Cuando llegamos a la planta baja, Mario nos conduce hacia el salón de exposición de féretros. En la primera sala hay un catálogo 3D de porciones de ataúdes que están empotrados en la pared y cubiertos por una persiana corrediza, estilo americana. Allí están colocados de acuerdo a la calidad de la madera, de la terminación y del precio. -Si mostramos sólo una parte del cajón la gente se impresiona menos- justifica. –Muchos buscan demostrar su amor de esta manera, pagando el mejor servicio, aún a sabiendas de que el fallecido quizás no se dará por enterado. Creo que pasa por una cuestión de egoísmo. Para sentirse bien uno mismo- asegura. Mario enciende la luz de otra habitación y hay una fila de cajones de extrema calidad, colocados a 45 grados. –Aquel de forma ovalada es la bóveda presidencial. Ese cuesta unos 60.000 pesos- indica. Un recuerdo de la infancia lo invade. Se deja llevar y lo comparte. –Yo tenía 10 años y mi mamá se enfermó de cáncer. Estaba convencido de que ella no se iba a morir. Todo el tiempo lo decía. Mi mamá no se va a morir, repetía y repetía. Finalmente mi mamá se murió. Estuve traumado. No podía ver una carroza fúnebre por la calle. Me tapaba los ojos. Y lo que son las cosas de la vida… Nadie se iba a imaginar que comenzaría a trabajar en esta empresa, trasladando muertos al cementerio.

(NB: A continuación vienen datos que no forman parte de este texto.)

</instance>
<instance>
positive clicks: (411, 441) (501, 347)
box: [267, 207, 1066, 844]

Suena el teléfono y le avisan desde el tercer piso que el trabajo con el anciano ha finalizado. Requieren su presencia. Mario se despide. Su jornada laboral aún no terminó. En cualquier momento ingresará otro cuerpo y tendrá que hacer su mejor trabajo para atemperar el dolor de una nueva pérdida. En el spa de los muertos, Mario no sólo prepara cadáveres. También restaura el alma de los vivos, hacia el difícil e irremediable camino de la resignación.